Jenn M. Jackson is a doctoral candidate in American Politics who entered the program in 2014. Her primary research topics include Black Politics, news media, social movements, and gender & sexuality. 

In her dissertation, Jackson investigates the ideas and actions of young political actors to answer the question, "What has changed about Black Politics?". Methodologically, she utilizes quantitive analysis of survey data, computationally-coded news content, and qualitative analysis in the form of interviews and case study method to answer critical questions concerning the emergence of social movement organizations and their impacts on the mainstream public sphere.
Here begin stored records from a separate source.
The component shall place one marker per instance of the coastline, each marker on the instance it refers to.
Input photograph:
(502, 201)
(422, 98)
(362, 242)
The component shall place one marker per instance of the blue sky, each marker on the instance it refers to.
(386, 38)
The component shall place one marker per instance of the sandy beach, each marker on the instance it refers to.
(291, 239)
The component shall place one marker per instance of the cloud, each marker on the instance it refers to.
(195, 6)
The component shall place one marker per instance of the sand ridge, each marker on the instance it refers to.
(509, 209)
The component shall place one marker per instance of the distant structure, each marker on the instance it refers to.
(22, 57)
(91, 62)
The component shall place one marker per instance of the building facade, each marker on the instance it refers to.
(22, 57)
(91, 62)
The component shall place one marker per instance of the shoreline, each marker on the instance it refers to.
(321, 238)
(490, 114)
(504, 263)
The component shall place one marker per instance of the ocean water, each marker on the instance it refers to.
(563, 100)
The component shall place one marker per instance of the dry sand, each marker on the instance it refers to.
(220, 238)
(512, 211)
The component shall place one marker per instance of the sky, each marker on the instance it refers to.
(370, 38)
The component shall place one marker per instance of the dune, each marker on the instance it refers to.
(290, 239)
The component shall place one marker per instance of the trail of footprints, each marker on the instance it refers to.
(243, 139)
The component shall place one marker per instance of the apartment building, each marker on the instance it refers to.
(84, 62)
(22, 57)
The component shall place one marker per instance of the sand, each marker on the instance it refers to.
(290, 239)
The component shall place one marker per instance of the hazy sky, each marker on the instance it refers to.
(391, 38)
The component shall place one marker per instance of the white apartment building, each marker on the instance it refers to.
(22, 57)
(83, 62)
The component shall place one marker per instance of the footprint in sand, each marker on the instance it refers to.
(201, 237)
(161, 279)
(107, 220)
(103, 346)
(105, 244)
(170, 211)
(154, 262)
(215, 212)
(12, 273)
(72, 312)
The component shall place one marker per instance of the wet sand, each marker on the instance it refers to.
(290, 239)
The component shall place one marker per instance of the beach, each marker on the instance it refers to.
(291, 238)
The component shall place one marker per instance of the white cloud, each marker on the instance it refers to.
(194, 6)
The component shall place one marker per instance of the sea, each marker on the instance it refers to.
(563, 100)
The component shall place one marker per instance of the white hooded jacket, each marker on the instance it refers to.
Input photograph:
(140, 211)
Jackson is a 2017-2018 Urban Doctoral Fellow, a 2016-2017 APSA Minority Fellow and a 2014 Graduate Parent Fellow. She has received the Edith Heller Juda Scholarship, an award given to highly motivated students at the University of Chicago who have demonstrated a personal commitment to social and economic justice for all people and who have indicated their intention to dedicate themselves and their professional careers to the pursuit of these fundamental objectives, during each year of her graduate career at the University.

For the 2016-2017 and 2017-2018 academic years, Jackson serves as a co-facilitator for the American Politics Workshop in the Department of Political Science at the University of Chicago. She works as a Researcher at the GenForward Survey Project where she conducts research on social issues facing millennials. Jackson also served as the Managing Editor for the Black Youth Project at the University of Chicago from 2015 to 2017 where she empowered voices of Black millennials in the digital space and educated Black and Latino/a Chicago-area students on research methods and student activism. 

Born in Oakland, CA, she earned a BS in Industrial Engineering from the University of Southern California with a minor in Sociology. She went on to earn an MA with honors in Political Science from California State University, Fullerton where she later taught Political Science Research Methods and Black Politics.